Filtering out rows with NULL values only when a value already has a row with a NON NULL value-CodePudding

I am using SQL Server Management Studio 17.

I have a select statement with a group by that returns the following values. This is just a subset of 170k rows.

SELECT        child, parent
FROM            (SELECT child, parent
                          FROM table
                          GROUP BY child, parent) AS derivedtbl_1
ORDER BY child

Child	Parent
201	NULL
201	991
201	1020
202	NULL
203	NULL

I am struggling to find a select statement that filters out the first row. If a child already has a parent that is NOT NULL then I want it to filter out the row with the NULL value.

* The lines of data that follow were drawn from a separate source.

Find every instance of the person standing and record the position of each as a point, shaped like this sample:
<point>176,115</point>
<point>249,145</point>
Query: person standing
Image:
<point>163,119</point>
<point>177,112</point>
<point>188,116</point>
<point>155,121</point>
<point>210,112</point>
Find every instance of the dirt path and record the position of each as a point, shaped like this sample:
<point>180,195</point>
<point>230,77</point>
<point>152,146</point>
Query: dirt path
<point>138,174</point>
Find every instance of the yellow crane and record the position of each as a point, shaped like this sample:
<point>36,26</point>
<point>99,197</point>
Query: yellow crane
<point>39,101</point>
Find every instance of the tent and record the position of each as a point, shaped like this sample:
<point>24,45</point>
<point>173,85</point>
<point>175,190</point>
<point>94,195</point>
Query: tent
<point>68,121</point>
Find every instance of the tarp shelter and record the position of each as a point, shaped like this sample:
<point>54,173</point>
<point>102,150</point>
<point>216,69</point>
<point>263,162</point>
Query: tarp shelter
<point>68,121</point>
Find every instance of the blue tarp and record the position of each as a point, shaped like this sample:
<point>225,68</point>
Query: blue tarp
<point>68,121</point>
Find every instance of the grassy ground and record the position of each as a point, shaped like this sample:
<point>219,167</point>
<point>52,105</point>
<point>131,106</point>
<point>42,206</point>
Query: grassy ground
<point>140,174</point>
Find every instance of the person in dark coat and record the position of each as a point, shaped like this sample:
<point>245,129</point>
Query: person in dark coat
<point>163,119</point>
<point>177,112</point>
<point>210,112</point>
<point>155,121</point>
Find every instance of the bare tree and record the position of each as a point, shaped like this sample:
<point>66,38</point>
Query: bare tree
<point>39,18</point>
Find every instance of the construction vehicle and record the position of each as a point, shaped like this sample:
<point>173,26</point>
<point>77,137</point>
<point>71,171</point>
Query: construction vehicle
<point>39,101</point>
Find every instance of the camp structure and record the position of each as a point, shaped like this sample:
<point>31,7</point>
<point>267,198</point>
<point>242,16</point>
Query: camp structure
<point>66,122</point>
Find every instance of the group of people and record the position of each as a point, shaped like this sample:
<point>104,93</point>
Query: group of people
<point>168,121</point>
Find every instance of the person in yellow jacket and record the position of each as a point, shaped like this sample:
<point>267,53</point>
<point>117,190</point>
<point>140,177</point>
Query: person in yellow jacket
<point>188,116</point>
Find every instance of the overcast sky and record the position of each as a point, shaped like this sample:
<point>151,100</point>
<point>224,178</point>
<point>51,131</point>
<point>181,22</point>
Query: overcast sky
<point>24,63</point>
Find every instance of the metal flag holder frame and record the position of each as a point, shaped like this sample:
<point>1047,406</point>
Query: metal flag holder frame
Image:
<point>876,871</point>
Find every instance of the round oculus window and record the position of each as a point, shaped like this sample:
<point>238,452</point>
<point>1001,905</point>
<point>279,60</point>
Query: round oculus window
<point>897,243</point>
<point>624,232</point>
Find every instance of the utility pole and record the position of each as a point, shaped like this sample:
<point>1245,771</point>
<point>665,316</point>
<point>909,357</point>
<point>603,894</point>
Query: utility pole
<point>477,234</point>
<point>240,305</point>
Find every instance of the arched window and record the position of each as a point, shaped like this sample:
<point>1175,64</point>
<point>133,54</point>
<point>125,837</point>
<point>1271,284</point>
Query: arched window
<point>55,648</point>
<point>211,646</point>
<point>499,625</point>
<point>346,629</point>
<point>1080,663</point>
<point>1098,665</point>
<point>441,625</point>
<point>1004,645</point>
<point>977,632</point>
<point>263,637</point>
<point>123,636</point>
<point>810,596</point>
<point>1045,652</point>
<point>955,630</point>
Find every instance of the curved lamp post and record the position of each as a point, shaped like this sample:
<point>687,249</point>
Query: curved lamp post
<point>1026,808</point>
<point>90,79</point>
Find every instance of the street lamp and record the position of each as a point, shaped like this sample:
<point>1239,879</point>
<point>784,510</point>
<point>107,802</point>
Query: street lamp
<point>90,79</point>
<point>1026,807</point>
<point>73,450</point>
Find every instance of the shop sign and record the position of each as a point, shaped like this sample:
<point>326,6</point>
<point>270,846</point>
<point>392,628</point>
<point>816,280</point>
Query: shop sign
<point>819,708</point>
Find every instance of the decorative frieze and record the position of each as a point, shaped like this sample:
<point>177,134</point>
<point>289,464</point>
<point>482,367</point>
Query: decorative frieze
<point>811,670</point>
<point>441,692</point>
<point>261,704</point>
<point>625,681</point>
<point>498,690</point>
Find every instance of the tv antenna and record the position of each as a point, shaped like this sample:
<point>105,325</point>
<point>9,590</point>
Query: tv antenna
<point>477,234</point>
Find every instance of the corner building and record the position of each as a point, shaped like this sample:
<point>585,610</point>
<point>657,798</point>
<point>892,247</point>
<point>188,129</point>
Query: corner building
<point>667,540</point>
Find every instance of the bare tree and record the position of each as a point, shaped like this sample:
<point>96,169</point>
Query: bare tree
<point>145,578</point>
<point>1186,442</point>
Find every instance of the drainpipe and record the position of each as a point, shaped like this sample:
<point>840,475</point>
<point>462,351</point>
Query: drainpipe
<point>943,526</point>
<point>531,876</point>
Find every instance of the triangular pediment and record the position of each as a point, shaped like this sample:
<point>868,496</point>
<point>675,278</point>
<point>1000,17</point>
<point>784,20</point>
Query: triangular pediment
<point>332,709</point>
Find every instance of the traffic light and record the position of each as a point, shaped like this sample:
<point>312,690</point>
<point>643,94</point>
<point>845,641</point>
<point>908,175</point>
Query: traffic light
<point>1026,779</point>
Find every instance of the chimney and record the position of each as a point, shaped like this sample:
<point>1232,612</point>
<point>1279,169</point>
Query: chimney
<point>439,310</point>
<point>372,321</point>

I have tried to solve it with a case when having count statement. For example if a value exists more than once in the child column then I want it to filter out the row where parent is NULL but all of my code so far returns errors.

Child	Parent
201	991
201	1020
202	NULL
203	NULL

CodePudding user response：

You may use exists logic here:

SELECT child, parent
FROM yourTable t1
WHERE
    Parent IS NOT NULL OR
    (Parent IS NULL AND
     NOT EXISTS (SELECT 1 FROM yourTable t2
                 WHERE t2.Child = t1.Child AND
                       t2.Parent IS NOT NULL));

Demo

CodePudding user response：

You can use a window function for this. It may be faster or slower than using an EXISTS self-join, you need to test

SELECT
  child,
  parent
FROM (
    SELECT
      child,
      parent,
      AnyParent = MAX(parent) OVER (PARTITION BY child)
    FROM [table]
    GROUP BY child, parent
) AS derivedtbl_1
WHERE AnyParent IS NOT NULL;
ORDER BY child